Luis Fernando Verissimo

Arte: Ricardo Machado

Arte: Ricardo Machado

Arte: Ricardo Machado

Não foram os americanos que inventaram o shopping center. Seus antecedentes diretos são as galerias de comércio de Leeds, na Inglaterra, e as passagens de Paris pelas quais flanava, encantado, o Walter Benjamin. Ou, se você quiser ir mais longe, os bazares do Oriente. Mas foram os americanosque aperfeiçoaram a ideia de cidades fechadas e controladas, à prova de poluição, pedintes, automóveis, variações climáticas e todos os outros inconvenientes da rua.

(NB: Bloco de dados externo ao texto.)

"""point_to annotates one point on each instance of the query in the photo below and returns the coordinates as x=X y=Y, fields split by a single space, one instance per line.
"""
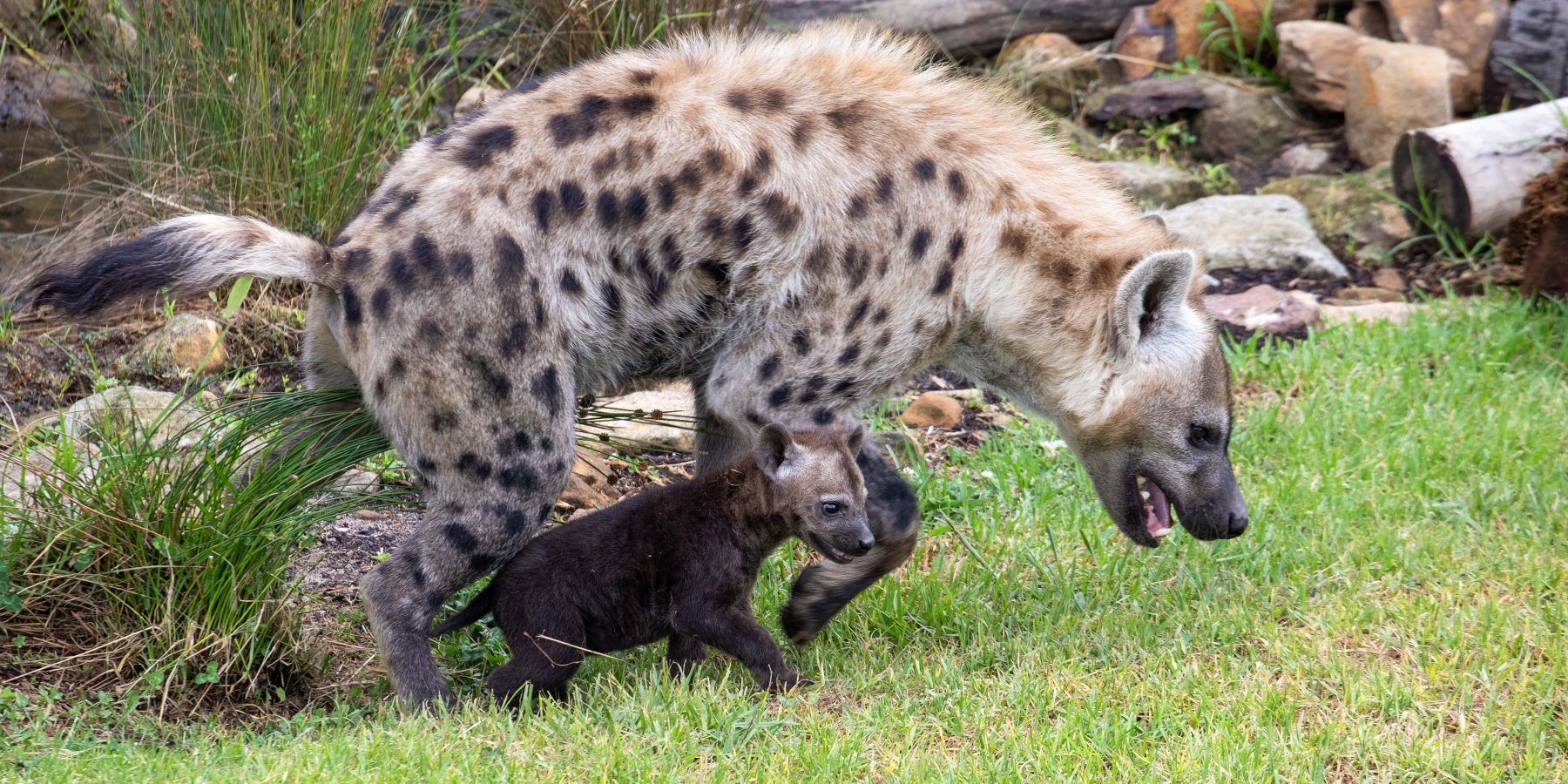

Cidades só de calçadas, onde nunca chove, neva ou venta, dedicadas exclusivamente às compras e ao lazer – enfim, pequenos (ou enormes) templos de consumo e conforto.

Os xópis são civilizações à parte, cuja existência e o sucesso dependem, acima de tudo, de não serem invadidas pelos males da rua. Dentro dos xópis você pode lamentar a padronização de lojas e grifes, que são as mesmas em todos, e a sensação de estar num ambiente artificial longe do mundo real, mas não pode deixar de reconhecer que, se a americanização do planeta teve seu lado bom, foi a criação desses bazares modernos, estes centros de conveniências com que o Primeiro Mundo – ou pelo menos uma ilusão de Primeiro Mundo – se espraia pelo mundo todo. Os xópis não são exclusivos, qualquer um pode entrar num xópi nem que seja só para fugir do calor, ou flanar entre as suas vitrines, mas a apreensão causada por essas manifestações de massa nas suas calçadas protegidas, os rolezinhos, soa como privilégio ameaçado. De um jeito ou de outro, a invasão planejada de xópis tem algo de dessacralização.

É a rua se infiltrando no falso Primeiro Mundo. A perigosa rua, que vai acabar estragando a ilusão. As invasões podem ser passageiras ou podem descambar para violência e saques. Você pode considerar que elas são contra tudo o que os templos de consumo representam ou pode vê-las como o ataque de outra civilização à parte, a da irmandade da internet, à civilização dos xópis. No caso, seria o choque de duas potências parecidas, na medida em que as duas pertencem a um Primeiro Mundo de mentira que não tem muito a ver com a nossa realidade. O difícil seria escolher para qual das
duas torcer. Eu ficaria com a mentira dos xópis.